KE: En fait, si vous parlez du jeu Iphone le plus populaire, je dirais personnellement que Neutonica est le plus fameux. Cela dit, beaucoup de personnes aujourd'hui réclament après One Dot Enemies. Je ne sais pas trop pourquoi.
AR: Certaines personnes disent que c'est terriblement addictif, comme Tetris l'a été pour la Game Boy. Les gens pensent peut-être aussi qu'un tel jeu sur Iphone utilisant l'écran tactile, pourrait être parfait sur DS non ?
KE: Cela pourrait-être le cas ! Si Nintendo veut que ça arrive, alors ca arrivera.
AR: Pourquoi as-tu choisi de faire des jeux sur Iphone et est-ce que certains arriveront sur DS ?
KE: L'écran tactile est définitivement un objectif principal pour moi, il est si facile de créer des jeux simples. La DS est clairement une possibilité car elle dispose aussi de cette habilité. Cela-dit, actuellement je me concentre sur la Wii.
AR: Quand as-tu pensé à l'idée de You, Me and the Cubes ?
KE: Le concept original du jeu m'est venu il y a environ 2 ans. J'ai eu cette pensée en tête de personnes luttant pour rester au sommet d'un cube géant !
AR: Et donc pourquoi avoir amené se principe sur le Wiiware ?
KE: Quand j'ai réfléchi à ce jeu pour la première fois, je n'ai pas pensé particulièrement au Wiiware, juste à la Wii. Mais quand je me suis rendu compte que l'on pouvait le faire sur WiiWare, j'ai eu deux raisons de le faire au lieu d'un jeu en boite. L'une d'entre elles était que je pouvais du coup plus facilement créer des jeux simples. Il y a également le fait que les jeux sur WiiWare sont visibles plus longtemps par le public.
Par le passé, quand je faisais des jeux sur support physique, je trouvais dommage que 3 mois après leur sortie, les jeux ne soient plus visibles sur les étales pour finalement disparaître quelques mois plus tard et ne plus être achetés. Avec le WiiWare, 6 mois plus tard voir 1 an, il peut encore y avoir des gens pour les acheter – c'est pourquoi le WiiWare est idéal.

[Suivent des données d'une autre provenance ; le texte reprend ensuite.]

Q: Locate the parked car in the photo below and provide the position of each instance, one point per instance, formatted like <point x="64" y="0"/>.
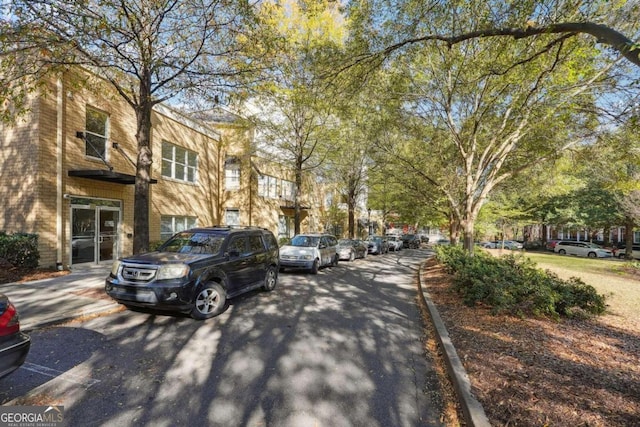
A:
<point x="621" y="252"/>
<point x="197" y="270"/>
<point x="551" y="245"/>
<point x="350" y="249"/>
<point x="14" y="344"/>
<point x="506" y="244"/>
<point x="377" y="245"/>
<point x="310" y="252"/>
<point x="591" y="250"/>
<point x="395" y="243"/>
<point x="410" y="241"/>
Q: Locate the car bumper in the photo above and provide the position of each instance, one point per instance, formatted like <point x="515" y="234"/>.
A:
<point x="13" y="353"/>
<point x="167" y="296"/>
<point x="296" y="263"/>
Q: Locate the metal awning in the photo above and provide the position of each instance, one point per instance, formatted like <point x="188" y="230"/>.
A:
<point x="107" y="175"/>
<point x="302" y="208"/>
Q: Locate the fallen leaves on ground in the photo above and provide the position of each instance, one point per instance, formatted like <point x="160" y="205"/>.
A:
<point x="540" y="372"/>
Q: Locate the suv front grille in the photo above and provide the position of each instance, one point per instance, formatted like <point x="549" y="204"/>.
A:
<point x="138" y="273"/>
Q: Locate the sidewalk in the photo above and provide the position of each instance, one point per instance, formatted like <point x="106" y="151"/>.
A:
<point x="59" y="299"/>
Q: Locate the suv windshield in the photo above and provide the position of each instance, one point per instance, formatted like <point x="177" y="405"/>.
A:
<point x="305" y="241"/>
<point x="193" y="243"/>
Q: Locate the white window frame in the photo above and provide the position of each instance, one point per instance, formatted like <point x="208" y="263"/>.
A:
<point x="232" y="173"/>
<point x="91" y="136"/>
<point x="183" y="169"/>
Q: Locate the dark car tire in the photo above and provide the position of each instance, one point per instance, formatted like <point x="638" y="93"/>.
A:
<point x="270" y="279"/>
<point x="209" y="301"/>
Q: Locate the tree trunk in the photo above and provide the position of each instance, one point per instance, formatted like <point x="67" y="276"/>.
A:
<point x="628" y="237"/>
<point x="351" y="212"/>
<point x="296" y="202"/>
<point x="143" y="174"/>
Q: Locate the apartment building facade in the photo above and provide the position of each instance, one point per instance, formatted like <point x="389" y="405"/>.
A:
<point x="68" y="174"/>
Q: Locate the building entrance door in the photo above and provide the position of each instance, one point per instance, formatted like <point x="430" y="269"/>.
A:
<point x="94" y="225"/>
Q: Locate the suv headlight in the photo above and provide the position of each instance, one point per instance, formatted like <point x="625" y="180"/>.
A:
<point x="173" y="271"/>
<point x="115" y="267"/>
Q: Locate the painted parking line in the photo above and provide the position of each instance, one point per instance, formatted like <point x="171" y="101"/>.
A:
<point x="54" y="373"/>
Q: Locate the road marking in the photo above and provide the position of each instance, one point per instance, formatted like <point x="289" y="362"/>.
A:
<point x="54" y="373"/>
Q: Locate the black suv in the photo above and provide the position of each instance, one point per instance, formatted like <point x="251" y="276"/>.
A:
<point x="410" y="241"/>
<point x="196" y="270"/>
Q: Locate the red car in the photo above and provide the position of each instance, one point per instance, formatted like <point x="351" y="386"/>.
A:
<point x="14" y="345"/>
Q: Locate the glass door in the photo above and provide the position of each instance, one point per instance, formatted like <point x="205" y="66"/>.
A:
<point x="94" y="224"/>
<point x="83" y="239"/>
<point x="108" y="234"/>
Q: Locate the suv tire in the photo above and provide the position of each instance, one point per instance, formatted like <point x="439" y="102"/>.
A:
<point x="210" y="300"/>
<point x="314" y="267"/>
<point x="270" y="280"/>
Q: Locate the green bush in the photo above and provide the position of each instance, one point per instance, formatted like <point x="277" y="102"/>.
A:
<point x="514" y="284"/>
<point x="20" y="249"/>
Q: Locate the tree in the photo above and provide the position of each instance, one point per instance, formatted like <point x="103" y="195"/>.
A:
<point x="490" y="107"/>
<point x="293" y="105"/>
<point x="150" y="51"/>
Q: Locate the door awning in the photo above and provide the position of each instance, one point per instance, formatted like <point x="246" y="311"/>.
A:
<point x="107" y="176"/>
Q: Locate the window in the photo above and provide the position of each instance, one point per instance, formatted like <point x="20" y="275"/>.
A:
<point x="274" y="188"/>
<point x="170" y="225"/>
<point x="284" y="226"/>
<point x="232" y="173"/>
<point x="232" y="217"/>
<point x="255" y="244"/>
<point x="288" y="189"/>
<point x="95" y="135"/>
<point x="179" y="163"/>
<point x="238" y="244"/>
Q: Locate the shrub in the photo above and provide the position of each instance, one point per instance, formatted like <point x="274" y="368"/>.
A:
<point x="514" y="284"/>
<point x="20" y="249"/>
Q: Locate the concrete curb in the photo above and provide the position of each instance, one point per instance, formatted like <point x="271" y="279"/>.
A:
<point x="472" y="410"/>
<point x="107" y="308"/>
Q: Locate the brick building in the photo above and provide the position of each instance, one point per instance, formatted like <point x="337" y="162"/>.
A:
<point x="68" y="169"/>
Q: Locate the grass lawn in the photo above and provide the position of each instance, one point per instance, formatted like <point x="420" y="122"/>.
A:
<point x="608" y="276"/>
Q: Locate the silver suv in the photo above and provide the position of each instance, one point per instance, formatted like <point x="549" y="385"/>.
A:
<point x="310" y="252"/>
<point x="586" y="249"/>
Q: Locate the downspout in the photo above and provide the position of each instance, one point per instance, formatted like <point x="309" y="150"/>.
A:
<point x="59" y="188"/>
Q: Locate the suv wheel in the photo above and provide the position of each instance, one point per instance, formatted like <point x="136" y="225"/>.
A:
<point x="314" y="267"/>
<point x="270" y="280"/>
<point x="209" y="301"/>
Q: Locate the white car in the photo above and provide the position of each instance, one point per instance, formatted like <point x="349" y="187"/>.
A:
<point x="394" y="242"/>
<point x="309" y="252"/>
<point x="586" y="249"/>
<point x="508" y="244"/>
<point x="621" y="253"/>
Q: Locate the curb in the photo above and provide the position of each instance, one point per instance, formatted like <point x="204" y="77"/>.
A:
<point x="107" y="308"/>
<point x="472" y="410"/>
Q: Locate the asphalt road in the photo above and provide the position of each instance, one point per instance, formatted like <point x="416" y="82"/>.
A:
<point x="341" y="348"/>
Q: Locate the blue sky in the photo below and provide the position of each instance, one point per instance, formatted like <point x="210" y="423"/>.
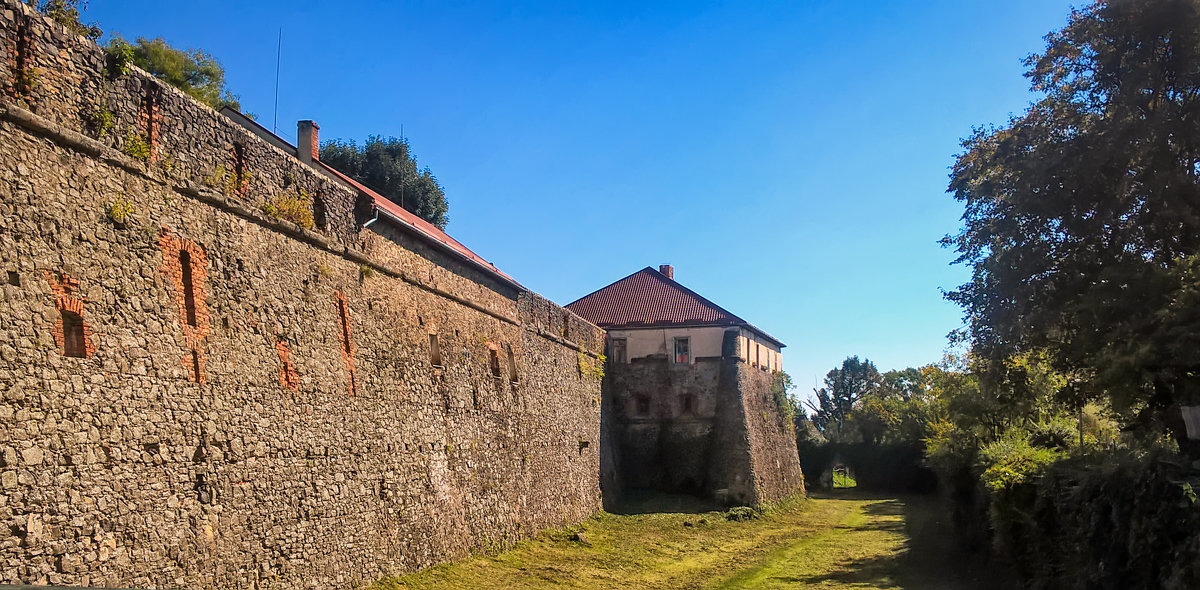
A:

AR: Quelle a été la réaction au Japon par exemple ?
KE: Ce fut un jeu nouveau et unique, avant sa sortie au Japon j'ai pensé qu'il y aurai des gens qui adoreraient, et d'autres qui n'aimeraient pas beaucoup – bien plus que la division habituelle. Finalement, bien qu'il y ai eu des gens qui ont aimé, il n'y a pas réellement eu d'excès positifis ou négatifs. Je pense donc que quelque chose a été loupée. C'est déjà bien que les gens ne trouvent pas le jeu ennuyeux, bien qu'il n'y ai pas non plus une grande passion.
AR: Pourquoi as-tu pensé que certaines personnes haïraient ce jeu ? Cela viendrait d'une certaine frustration ?
KE: Je vais vous donner un exemple : imagines qu'il y ait un groupe de filles et un garçon qu'elles adorent, tout ce qui le touche est bien; elles l'aiment toutes. A l'inverse, s'il y avait un garçon qui avait quelque chose de très différend du premier, quelqu'un pourrait dire qu'elle aime ce point chez lui, elle pourrait se marier, ou quelque chose dans le genre (ndt : du grand Kenji Eno, bon courage pour comprendre). Je pense que les jeux provoquent ce même sentiment, comme s'il y avait quelque chose, un point spécial qui attire.
Je veux créer le genre de jeux dont le marketing le destinera à la bonne personne. Je ne veux pas d'un jeu que tout le monde aimera bêtement, mais plutôt un titre qui, présenté aux bonnes personnes, provoquera une irrésistible envie de l'acheter. Quelque chose de focalisé sur des joueurs particuliers.
AR: Que penses-tu du style des jeux Skip Ltd. ?
KE: Ah, oui.
AR: Penses-tu que vos jeux soient familiers?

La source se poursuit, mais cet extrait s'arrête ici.